Levels of transcripts and protein were assessed in whole-liver extracts from H-Lrpprc^–/– mice (gray, n = 13) and controls (white, n = 8). (A–D) Box plots depicting levels of mRNA, normalized to Tbp, are shown for markers of (A) fatty acid oxidation (Acox1, Acox2, Ehhadh, Pthio, Mfp2), (B) peroxisomal biogenesis (Pex11α, Pex11β, Pex11γ, Pex14, Pex3, Pex16, Pex19), and (C) transport (Pex1, Pex6, Pex10, Pex12, Pex26, PXMP4, ABCD1, Pex7). (D) Representative image and quantitation (histogram) of catalase and β-actin protein expression. (E) Markers of plasmalogen synthesis (Far1, Gnpat, Agps). *P < 0.05, ** P < 0.01, ***P < 0.001 using 2-tailed unpaired Student’s t test.
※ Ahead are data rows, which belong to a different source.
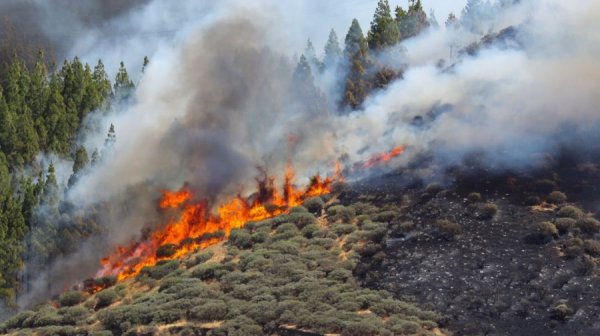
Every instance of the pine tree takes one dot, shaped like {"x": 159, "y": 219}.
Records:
{"x": 452, "y": 22}
{"x": 50, "y": 194}
{"x": 433, "y": 20}
{"x": 355, "y": 41}
{"x": 384, "y": 32}
{"x": 123, "y": 85}
{"x": 145, "y": 64}
{"x": 101, "y": 82}
{"x": 333, "y": 53}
Figure 7. Mitochondrial and peroxisomal pathway contribution to the lipidomic signature observed in LSFC patients and in H-Lrpprc^–/– mice.
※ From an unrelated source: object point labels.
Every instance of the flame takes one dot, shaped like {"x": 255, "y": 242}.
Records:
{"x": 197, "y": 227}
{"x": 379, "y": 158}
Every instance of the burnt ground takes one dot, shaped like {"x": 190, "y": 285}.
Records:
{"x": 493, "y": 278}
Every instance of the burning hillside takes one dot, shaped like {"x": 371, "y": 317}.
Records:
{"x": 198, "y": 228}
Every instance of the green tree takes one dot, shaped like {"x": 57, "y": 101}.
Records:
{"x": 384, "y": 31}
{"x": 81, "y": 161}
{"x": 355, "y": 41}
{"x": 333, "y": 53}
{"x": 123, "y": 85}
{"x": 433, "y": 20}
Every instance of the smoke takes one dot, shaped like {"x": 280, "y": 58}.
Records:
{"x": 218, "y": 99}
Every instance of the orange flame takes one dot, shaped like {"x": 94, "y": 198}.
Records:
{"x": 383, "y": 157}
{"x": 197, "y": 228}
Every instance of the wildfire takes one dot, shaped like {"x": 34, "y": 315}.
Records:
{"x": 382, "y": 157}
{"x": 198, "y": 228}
This schematic depicts the metabolic pathways in mitochondria (in blue) and peroxisomes (in green) that are related to the lipid perturbations reported in this study (increased or decreased levels, as indicated by upward or downward arrows, respectively) in plasma and/or liver (the green star indicates changes in liver only). The lightning bolt indicates the proposed sites of pathway perturbations. Beyond OXPHOS deficiency, LRPPRC-dependent mitochondrial dysfunction results in major perturbations of lipid metabolism. Here we confirm and extend our previous observations of an important dysregulation of mitochondrial FA β-oxidation (12, 15), as suggested by the accumulation of ACs of various chain length, especially LCACs, MCACs, and hydroxylated ACs. This dysregulation is likely to result in cytosolic FA overflow, which favors tissue triglyceride (TG) accumulation, but also FA elongation, which in turn promotes the synthesis of VLCFAs, which are substrates for peroxisomal β-oxidation (shown in green). The accumulation in VLCACs in liver tissues suggests, however, a mismatch between VLCFA formation and their peroxisomal oxidation, which may be reduced as suggested by decreased Acox1 (downward red arrow) expression in liver. The presence of additional perturbations in peroxisomal metabolism is also reflected by changes in livers and plasma of (i) odd-numbered carbon chain ACs (increased), which may result from impaired phytanic acid oxidation, as well as (ii) lower levels of DHA and conjugated bile acids. Lastly, this is also reflected by the lower circulating levels of plasmalogens, which may exert a positive feedback (red dashed arrow) on Far1 expression (upward red arrow), and thereby result in enhanced hepatic plasmalogen biosynthesis (suggested by higher Agps expression; upward red arrow) and tissue levels.